Em “Sincerely”, portanto, esperava-se que Louis CK viesse a público falar da experiência pela qual passou, assim como fez seu colega Aziz Ansari. A ideia por trás disso é criar uma história de redenção. E, se calhar, fazer rir.

É o que Louis CK consegue de forma surpreendente em “Sincerely”. Já quase no fim do espetáculo, ele decide falar sobre o assunto. E quem espera um discurso emasculado como o de Ansari leva um baita susto ao ouvir do humorista um “conselho-piada” que tende mais ao estoicismo. Ele aconselha qualquer pessoa com alguma parafilia a, antes de qualquer coisa, pedir autorização à mulher. E, se ela der, mesmo assim não fazer absolutamente nada do que pretendia.
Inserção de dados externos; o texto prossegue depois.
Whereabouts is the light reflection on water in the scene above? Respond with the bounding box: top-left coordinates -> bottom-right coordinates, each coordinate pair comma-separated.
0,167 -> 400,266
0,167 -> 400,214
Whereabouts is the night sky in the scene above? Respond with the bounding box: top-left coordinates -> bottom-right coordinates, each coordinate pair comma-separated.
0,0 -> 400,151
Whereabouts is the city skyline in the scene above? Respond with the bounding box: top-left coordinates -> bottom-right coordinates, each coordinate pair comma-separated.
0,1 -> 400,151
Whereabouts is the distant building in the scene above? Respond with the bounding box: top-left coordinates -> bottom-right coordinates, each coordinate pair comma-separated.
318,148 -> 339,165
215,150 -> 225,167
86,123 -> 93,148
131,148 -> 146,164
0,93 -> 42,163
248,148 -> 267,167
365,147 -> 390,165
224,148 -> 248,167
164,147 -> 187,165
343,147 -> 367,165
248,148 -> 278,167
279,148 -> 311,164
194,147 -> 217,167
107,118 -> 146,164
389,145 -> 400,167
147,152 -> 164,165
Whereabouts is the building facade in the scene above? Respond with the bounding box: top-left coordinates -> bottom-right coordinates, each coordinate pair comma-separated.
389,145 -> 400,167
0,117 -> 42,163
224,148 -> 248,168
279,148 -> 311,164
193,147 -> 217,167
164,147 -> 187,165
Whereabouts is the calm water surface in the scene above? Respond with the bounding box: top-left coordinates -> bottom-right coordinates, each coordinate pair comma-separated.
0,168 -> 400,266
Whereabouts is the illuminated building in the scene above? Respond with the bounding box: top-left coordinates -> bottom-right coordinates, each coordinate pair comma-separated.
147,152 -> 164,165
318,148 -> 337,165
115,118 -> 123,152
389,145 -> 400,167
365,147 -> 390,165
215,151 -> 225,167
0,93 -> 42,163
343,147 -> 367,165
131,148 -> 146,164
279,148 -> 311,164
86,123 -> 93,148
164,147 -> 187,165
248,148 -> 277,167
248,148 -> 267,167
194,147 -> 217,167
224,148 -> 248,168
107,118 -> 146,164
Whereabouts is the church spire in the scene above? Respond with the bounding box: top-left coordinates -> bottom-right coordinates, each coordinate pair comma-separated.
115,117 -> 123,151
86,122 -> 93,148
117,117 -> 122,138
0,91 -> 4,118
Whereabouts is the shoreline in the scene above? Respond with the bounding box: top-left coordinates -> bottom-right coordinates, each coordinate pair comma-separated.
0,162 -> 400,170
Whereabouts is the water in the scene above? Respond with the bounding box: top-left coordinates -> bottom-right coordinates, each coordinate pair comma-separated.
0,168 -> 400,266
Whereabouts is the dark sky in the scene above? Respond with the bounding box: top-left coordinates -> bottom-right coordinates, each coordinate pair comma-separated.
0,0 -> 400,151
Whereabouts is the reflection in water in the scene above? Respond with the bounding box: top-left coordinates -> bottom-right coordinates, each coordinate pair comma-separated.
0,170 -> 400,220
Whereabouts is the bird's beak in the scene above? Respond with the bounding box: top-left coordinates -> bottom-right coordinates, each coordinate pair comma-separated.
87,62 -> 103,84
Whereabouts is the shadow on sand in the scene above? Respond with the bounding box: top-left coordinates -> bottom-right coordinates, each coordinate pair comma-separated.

Para o otimista, o conselho-piada é o reconhecimento, por parte de um hedonista, de que há valor no sacrifício. Conter um impulso sexual num dia a fim de ter paz por toda a vida. Já para o pessimista ele é apenas um comentário que expressa a impossibilidade de um ser humano confiar no outro. O que, aliás, combina com o tom geral de “Sincerely”.

Perversidade

“Sincerely” garante boas gargalhadas com piadas agressivas, elaboradas com cuidado para semiofender todas os oprimidos possíveis. Louis CK, por exemplo, ri da aceitação dos homossexuais pela sociedade hoje em dia – porque a “transgressão” era mais gostosa quando proibida, diz ele. Depois, brinca com o Holocausto, destacando o absurdo da cobrança de ingresso para aqueles que querem visitar Auschwitz. E assim por diante.

Em determinado instante, contudo, Louis CK confessa que, desde criança, uma de suas grandes motivações para fazer as pessoas rirem é gostar de deixá-las com raiva. Ou seja, para ele, esse humor intencionalmente agressivo e que vê o mundo sob uma ótica impiedosa é uma via de expressão da própria perversidade.

Há, de fato, uma relação sadomasoquista no humor agressivo de Louis CK, que bebe na fonte de outros “grandes perversos”, entre eles George Carlin. O espectador tem de estar disposto a ser insultado e humilhado e a ver expostas suas falhas de caráter mais inconfessáveis em troca de uma risada e da sensação de que seus defeitos, no final das contas, são normais. O comediante, por sua vez, tem que estar disposto a insultar, humilhar e exibir suas falhas de caráter em troca de aplausos, dinheiro e, com alguma sorte, aceitação.

Em “Sincerely”, é impossível não sentir, logo no início, que Louis CK está de fato propondo essa troca. E, se você ri, é porque não vê nenhum problema em dar a ele toda essa raiva (que, no fundo, não tem sentido) para ser recompensado com risadas de assustar o gato do vizinho.